The mother of the man charged with second-degree murder in the 2017 death of Surrey teen Bhavkiran Dhesi pleaded guilty Friday morning (May 21) in Surrey Provincial Court to wilfully obstructing a peace officer in connection with the incident.
Manjit Kaur Deo, arrested in May 2019, was initially charged with ‘accessory after the fact to murder’ in connection with Dhesi’s death. The teen’s body was found in a burned SUV in South Surrey on Aug. 2, 2017.
Prosecutor Sameena Nahal said she could not comment on why Crown chose to proceed on a lesser charge against Deo, citing the upcoming trial of three other accused.
Harjot Singh Deo, Gurvinder Singh Deo and Talwinder Khun Khun are scheduled for trial in B.C. Supreme Court in January 2022 in connection with Dhesi’s death. Harjot Deo is facing the most serious charge, while Gurvinder Deo and Khun Khun – his brother and cousin, respectively – are charged with ‘indecently interfere with or offer an indignity to human remains,’ as well as ‘accessory after the fact to murder.’
Harjot Deo is also charged with ‘indecently interfere with or offer an indignity to human remains.’
Manjit Deo, 55, attended court Friday with an interpreter, her daughter Inderdeep and several others. Several members of Dhesi’s family were also on hand for the proceedings, including her sister, her mother and cousins. The turnout put the courtroom over pandemic-related capacity limits, prompting court officials to open another room to accommodate the overflow.
Victim-impact statements were read by Anjali Dhesi, Taljeet Khakh and Jasmine Dhesi – the victim’s sister and cousins.
Anjali Dhesi said without her sister, her family is “broken.”
“That night, we lost everything that made our lives meaningful,” she told the court. “From this day until my last day, I will never be the same.”
Judge Mark Jetté accepted a joint sentencing submission from Nahal and defence counsel Gloria Ng, agreeing that a conditional discharge was an appropriate penalty for the senior.

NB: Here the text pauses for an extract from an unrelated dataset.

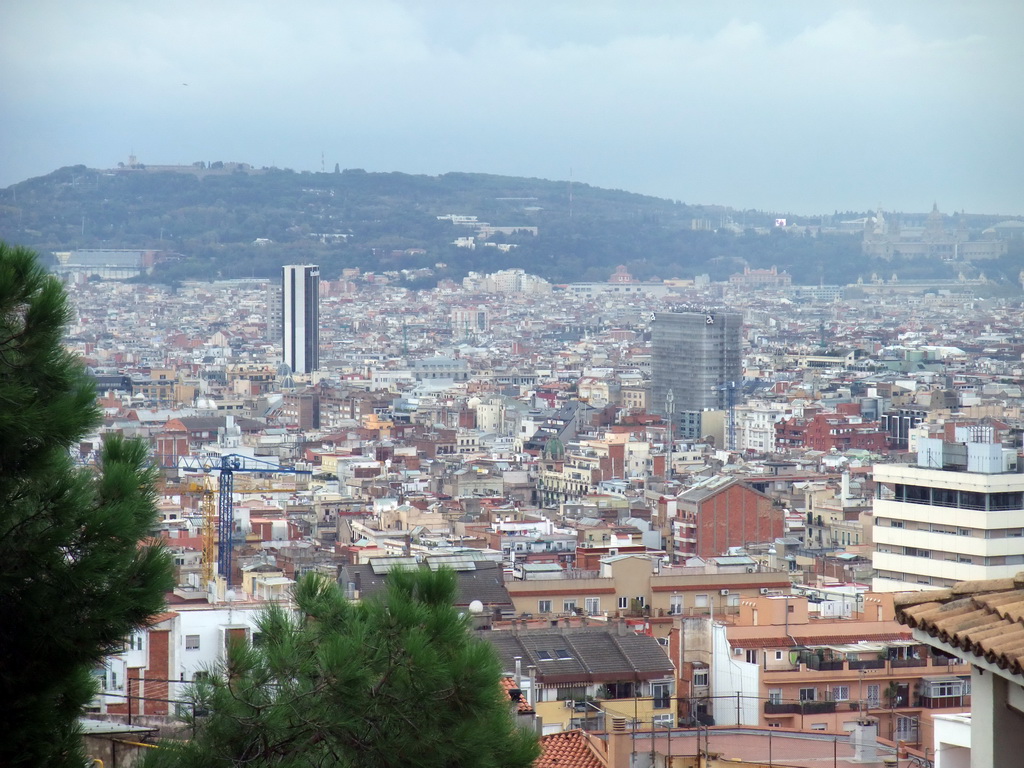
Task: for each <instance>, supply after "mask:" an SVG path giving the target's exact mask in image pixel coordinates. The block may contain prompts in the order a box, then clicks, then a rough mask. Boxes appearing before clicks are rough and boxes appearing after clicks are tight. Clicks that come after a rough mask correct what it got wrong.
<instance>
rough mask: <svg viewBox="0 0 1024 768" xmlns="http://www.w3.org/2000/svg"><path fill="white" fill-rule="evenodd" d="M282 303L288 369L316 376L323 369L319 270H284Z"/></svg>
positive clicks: (301, 269) (301, 268)
mask: <svg viewBox="0 0 1024 768" xmlns="http://www.w3.org/2000/svg"><path fill="white" fill-rule="evenodd" d="M281 300H282V326H283V328H284V361H285V365H287V366H288V367H289V368H291V369H292V373H296V374H308V373H312V372H313V371H315V370H316V369H317V368H319V267H318V266H316V265H315V264H290V265H288V266H286V267H284V269H283V278H282V290H281Z"/></svg>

Jetté noted mitigating factors include that Manjit Deo has no other history with the law, and that she spent 29 days in custody following her May 2019 arrest.
Following the sentencing – which included 25 hours of community service, one year probation and conditions including no contact with the three men still facing trial – Crown directed a stay of proceedings on the charge against Inderdeep Deo, who had also been initially charged with ‘accessory after the fact to murder.’